= Zhang Lingsheng =

Ling-Sheng Zhang (張靈生, Pinyin: Zhāng Língshēng; 1863 – ?) was a Chinese evangelist, born in Shandong. Zhang converted to Christianity at the age of thirty seven and became a member of the Presbyterian church for seven years and was then appointed as a Deacon for three years.

In 1909 after hearing a testimony from a church Elder, Ling-sheng went to the Shanghai Apostolic Faith Mission to study. Zhang returned home on 21 December of that same year and entered a church hall one morning in order to pray alone.
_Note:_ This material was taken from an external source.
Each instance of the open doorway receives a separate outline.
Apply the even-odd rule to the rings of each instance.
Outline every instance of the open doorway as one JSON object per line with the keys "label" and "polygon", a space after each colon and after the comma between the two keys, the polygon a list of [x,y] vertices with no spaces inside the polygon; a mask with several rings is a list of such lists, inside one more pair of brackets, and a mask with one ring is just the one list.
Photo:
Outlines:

It was at this time he began experiencing glossolalia, claiming to have been inspired by the Holy Spirit.

The following year after closely studying the Seventh-day Adventist doctrines, he subsequently changed his Sabbath services to Saturdays instead of Sunday. During 1913 and 1914 Ling-Sheng began forming the "True Jesus Church" and held services at his home with friends and relatives.

In 1917 Ling-Sheng went to the Church of God in Beijing and there he met an American missionary named Berntsen who also kept the Sabbath on Saturdays and whom preached on issues concerning the baptism of the Holy Spirit. Ling-sheng then accepted the laying on of hands by Berntsen and two other Elders and as a result was ordained as a Deacon.

In the Spring of 1918, Ling-sheng started preaching the gospel of the True Jesus Church in co-operation with Paul Wei, another co-worker. Most of their labour was concentrated in the Northern regions of China. Ling-Sheng later returned to his hometown of Shandong and settled down and became the pastor of the local church.

According to oral source from some priest in True Jesus Church, in his later life, he was experiencing "spiritual laughing" for two years until his death.

==See also==
- Protestant missions in China
- Barnabas Zhang

==Notes ==

1. The Apostolic Faith Mission's three basic faiths were:
  1. Receiving the gift of the Holy Spirit through speaking in tongues,
  2. belief in the One True God instead of Trinity and
  3. performing baptism in the name of the Lord Jesus (instead of the Father and the Holy Spirit).
  4. Berntsen 's Apostolic Faith church also performed feet washing. However his church later changed to the Church of God and later switched again to the Assembly of God.